Sì, perché oggi il Circuito di Barcellona ospita una giornata di test in qualche senso storica, ovvero l'ultima dell'era mille della MotoGP.
Nonostante, dunque, il nuovo avvento delle 850 dal 2027, alcune case stanno comunque continuando a evolvere i loro attuali prototipi. Nello specifico sono state le due "jappo" a scendere in pista con le novità più importanti (e visibili): si tratta di aerodinamica.
Sulla Yamaha di Fabio Quartararo - più che promesso sposo di HRC nel 2027 - oltre alla piccola evoluzione di una carentura estremamente simile a quella già in uso, spunta una nuova ala triplano.

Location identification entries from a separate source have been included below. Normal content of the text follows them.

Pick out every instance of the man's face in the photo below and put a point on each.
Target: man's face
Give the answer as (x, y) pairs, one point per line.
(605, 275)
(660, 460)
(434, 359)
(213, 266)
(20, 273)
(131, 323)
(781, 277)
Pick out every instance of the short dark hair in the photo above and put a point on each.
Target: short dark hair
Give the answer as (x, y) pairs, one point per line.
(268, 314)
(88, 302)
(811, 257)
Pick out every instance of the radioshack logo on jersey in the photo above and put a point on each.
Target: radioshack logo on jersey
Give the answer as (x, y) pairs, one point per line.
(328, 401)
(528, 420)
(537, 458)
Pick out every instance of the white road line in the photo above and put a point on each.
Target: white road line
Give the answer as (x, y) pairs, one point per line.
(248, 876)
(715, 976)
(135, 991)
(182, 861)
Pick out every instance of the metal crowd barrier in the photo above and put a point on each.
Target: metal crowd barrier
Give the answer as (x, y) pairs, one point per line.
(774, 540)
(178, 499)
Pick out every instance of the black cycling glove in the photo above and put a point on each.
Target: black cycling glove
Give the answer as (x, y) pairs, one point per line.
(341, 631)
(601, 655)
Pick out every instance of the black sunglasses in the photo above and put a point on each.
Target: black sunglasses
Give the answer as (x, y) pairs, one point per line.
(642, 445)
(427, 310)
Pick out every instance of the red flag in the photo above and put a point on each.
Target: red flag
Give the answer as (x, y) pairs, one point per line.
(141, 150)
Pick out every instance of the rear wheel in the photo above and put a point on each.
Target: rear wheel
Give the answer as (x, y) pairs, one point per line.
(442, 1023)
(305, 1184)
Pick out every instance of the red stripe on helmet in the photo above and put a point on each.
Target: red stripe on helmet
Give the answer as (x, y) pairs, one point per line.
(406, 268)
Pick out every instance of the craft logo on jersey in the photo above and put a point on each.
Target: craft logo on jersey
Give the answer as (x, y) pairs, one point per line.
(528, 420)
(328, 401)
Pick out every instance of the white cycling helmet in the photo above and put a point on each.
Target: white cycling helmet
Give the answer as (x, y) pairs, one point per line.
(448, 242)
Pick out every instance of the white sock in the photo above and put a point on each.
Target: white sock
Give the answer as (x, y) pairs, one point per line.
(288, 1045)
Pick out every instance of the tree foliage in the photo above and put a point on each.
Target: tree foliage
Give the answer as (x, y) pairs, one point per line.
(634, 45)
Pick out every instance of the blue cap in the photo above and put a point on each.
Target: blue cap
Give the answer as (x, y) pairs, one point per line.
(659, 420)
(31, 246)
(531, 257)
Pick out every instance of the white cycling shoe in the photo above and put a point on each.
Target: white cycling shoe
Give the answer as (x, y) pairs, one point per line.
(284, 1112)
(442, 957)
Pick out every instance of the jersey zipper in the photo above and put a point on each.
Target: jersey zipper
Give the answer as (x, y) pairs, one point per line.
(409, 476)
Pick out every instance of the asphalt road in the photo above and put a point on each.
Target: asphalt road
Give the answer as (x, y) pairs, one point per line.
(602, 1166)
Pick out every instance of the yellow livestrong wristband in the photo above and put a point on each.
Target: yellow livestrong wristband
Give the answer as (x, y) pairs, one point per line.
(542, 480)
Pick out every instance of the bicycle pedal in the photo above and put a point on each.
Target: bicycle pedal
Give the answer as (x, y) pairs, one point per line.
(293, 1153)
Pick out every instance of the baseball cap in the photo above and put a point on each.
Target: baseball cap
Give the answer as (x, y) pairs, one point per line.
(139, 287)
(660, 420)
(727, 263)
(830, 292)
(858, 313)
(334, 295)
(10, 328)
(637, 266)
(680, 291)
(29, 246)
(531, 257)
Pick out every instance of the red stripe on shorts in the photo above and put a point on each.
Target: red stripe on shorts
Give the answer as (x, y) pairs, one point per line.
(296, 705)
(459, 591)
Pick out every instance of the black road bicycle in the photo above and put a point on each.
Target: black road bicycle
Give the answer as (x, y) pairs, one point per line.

Una soluzione inedita che tuttavia sviluppa il "l'alettone" a tre piani riadottato negli ultimi due weekend dal francese, che dopo aver iniziato la stagione con un cupolino in stile "Ducati" è tornato alla configurazione usata nel passato con il 4 cilindri in linea.
Non si ferma lo sviluppo aerodinamico neanche in casa Honda, dove sulla moto di Luca Marini è apparsa una nuova carena. Rispetto alla precedente, quest'ultima evoluzione, presenta un profilo dello "scalino" più arcuato verso il basso e un side-pods anch'esso di nuova concezione che ricorda, anche se più stretto, quello dell'aerodinamica 2026 di Ducati.
Detto del Sol Levante, torniamo in Europa, dove Aprilia si lancia in nuove prove montando sulla moto di Jorge Martin - poi caduto in curva7 e trasportato prima centro medico e poi all'Ospedale Universitario di Barcellona per ulteriori accertamenti a gomito sinitro e gamba destra - il cupolino a "orecchie d'elefante" che aveva già fatto a Jerez la sua prima apparizione.